The only other tricky bits I had to watch out for while writing that function were as follows:

  • remembering that there’s two ways to de-reference a pointer in C: *ptr, which is not valid Python and thus not valid Numba, and ptr[0]. So, to place the result at the given double pointer, we use the latter syntax. (If you prefer to use Cython, the same rule applies.)
  • Creating an array out of the values_ptr and len_values variables, as shown here. That’s what enables the for v in values Python-style access to the array.

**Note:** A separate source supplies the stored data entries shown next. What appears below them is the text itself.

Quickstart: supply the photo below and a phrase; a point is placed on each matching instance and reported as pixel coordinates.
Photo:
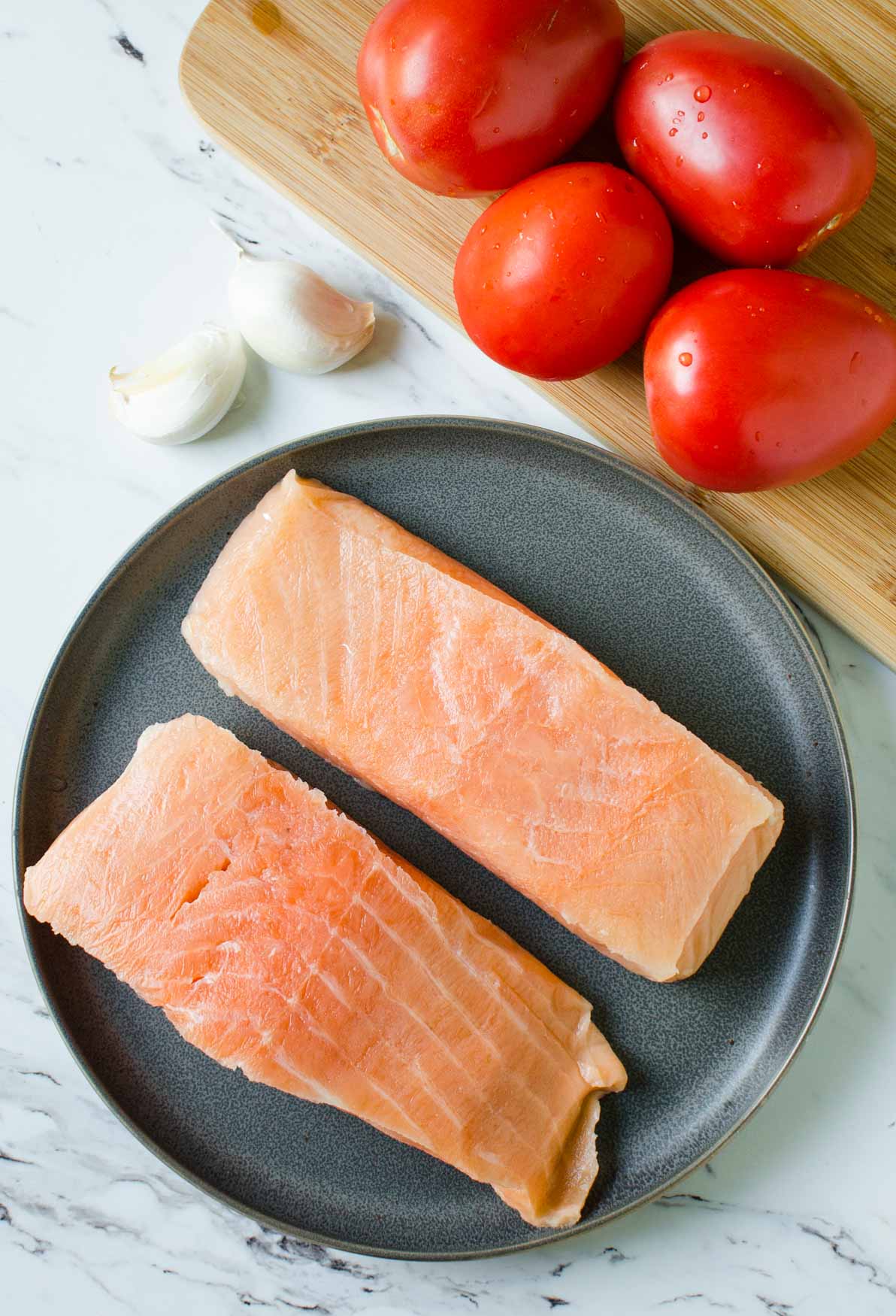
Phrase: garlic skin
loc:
(294, 319)
(186, 391)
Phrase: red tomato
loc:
(469, 96)
(758, 378)
(754, 153)
(562, 273)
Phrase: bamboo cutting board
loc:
(275, 83)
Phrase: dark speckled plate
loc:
(658, 593)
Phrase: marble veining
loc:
(110, 256)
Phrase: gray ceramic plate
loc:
(658, 593)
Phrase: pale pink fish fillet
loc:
(438, 690)
(283, 940)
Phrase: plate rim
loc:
(319, 438)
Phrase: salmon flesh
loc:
(280, 938)
(438, 690)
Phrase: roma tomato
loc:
(469, 96)
(755, 154)
(758, 378)
(561, 274)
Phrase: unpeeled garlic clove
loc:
(186, 391)
(294, 319)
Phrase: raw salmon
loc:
(438, 690)
(282, 938)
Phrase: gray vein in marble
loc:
(129, 47)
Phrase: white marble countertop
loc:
(108, 256)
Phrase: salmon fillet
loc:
(282, 938)
(442, 693)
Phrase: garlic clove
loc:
(186, 391)
(294, 319)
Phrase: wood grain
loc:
(275, 84)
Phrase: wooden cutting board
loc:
(275, 84)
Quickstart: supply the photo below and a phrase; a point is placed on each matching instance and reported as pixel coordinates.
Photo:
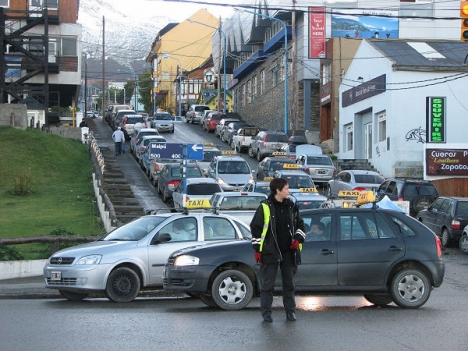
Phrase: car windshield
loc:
(164, 116)
(282, 138)
(133, 120)
(210, 154)
(234, 167)
(420, 189)
(368, 178)
(134, 230)
(203, 189)
(276, 165)
(462, 209)
(312, 160)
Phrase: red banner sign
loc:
(317, 31)
(447, 162)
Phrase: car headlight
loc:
(91, 259)
(186, 260)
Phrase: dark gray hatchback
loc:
(385, 255)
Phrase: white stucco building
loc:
(387, 97)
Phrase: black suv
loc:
(419, 193)
(446, 216)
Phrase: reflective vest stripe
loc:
(266, 221)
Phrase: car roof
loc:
(230, 158)
(360, 171)
(201, 180)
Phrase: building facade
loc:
(41, 56)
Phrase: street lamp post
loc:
(166, 56)
(224, 58)
(285, 64)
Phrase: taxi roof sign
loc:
(349, 193)
(308, 190)
(198, 204)
(291, 165)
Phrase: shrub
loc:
(23, 184)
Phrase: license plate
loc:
(55, 275)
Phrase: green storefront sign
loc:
(436, 119)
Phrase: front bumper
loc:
(188, 278)
(83, 277)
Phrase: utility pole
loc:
(294, 72)
(103, 65)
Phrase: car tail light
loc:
(173, 183)
(455, 224)
(438, 246)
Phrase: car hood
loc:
(235, 178)
(97, 247)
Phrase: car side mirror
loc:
(161, 238)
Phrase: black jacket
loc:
(285, 220)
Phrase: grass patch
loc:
(53, 175)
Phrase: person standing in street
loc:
(119, 138)
(277, 236)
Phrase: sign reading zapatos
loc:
(447, 162)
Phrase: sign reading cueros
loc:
(453, 162)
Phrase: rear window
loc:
(368, 178)
(420, 189)
(250, 131)
(203, 189)
(323, 161)
(281, 138)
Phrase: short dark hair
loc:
(277, 184)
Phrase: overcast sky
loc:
(175, 10)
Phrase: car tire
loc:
(123, 285)
(207, 300)
(379, 299)
(232, 290)
(445, 238)
(73, 296)
(463, 244)
(410, 288)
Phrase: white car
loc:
(144, 142)
(196, 188)
(132, 257)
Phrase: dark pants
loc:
(118, 148)
(268, 271)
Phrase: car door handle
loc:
(327, 252)
(395, 248)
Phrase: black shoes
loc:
(291, 316)
(267, 318)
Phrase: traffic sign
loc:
(195, 151)
(176, 151)
(166, 150)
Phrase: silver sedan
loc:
(132, 257)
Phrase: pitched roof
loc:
(424, 55)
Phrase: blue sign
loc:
(195, 151)
(176, 151)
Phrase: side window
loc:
(317, 227)
(218, 228)
(184, 229)
(403, 228)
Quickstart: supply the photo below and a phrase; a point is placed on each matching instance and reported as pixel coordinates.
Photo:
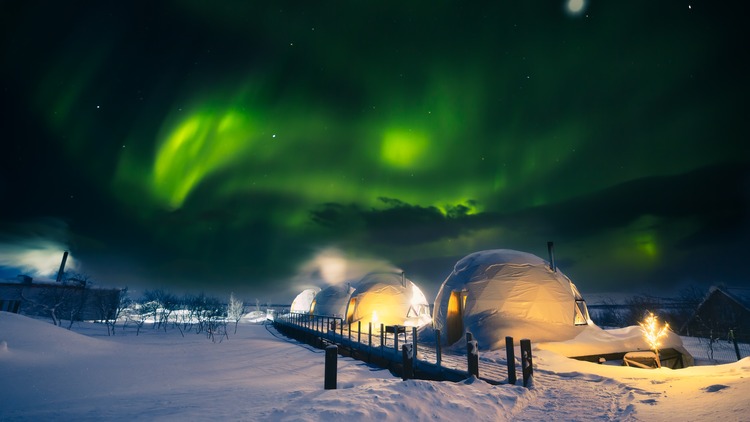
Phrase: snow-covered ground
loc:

Ok, so now what you’ve been waiting for. How did we do? First, to recap, the original benchmarks:

>>> %timeit ndi.grey_erosion(image, footprint=footprint)
10 loops, best of 3: 118 ms per loop
>>> %timeit ndi.generic_filter(image, np.min, footprint=footprint)
1 loop, best of 3: 27 s per loop

And now, with our new Numba cfunc:

>>> %timeit ndi.generic_filter(image, LowLevelCallable(nbmin.ctypes), footprint=footprint)
10 loops, best of 3: 113 ms per loop

That’s right: it’s even marginally faster than the pure C version! I almost cried when I ran that.

Higher-order functions, ie functions that take other functions as input, enable powerful, concise, elegant expressions of various algorithms. Unfortunately, these have been hampered in Python for large-scale data processing because of Python’s function call overhead. SciPy’s latest update goes a long way towards redressing this.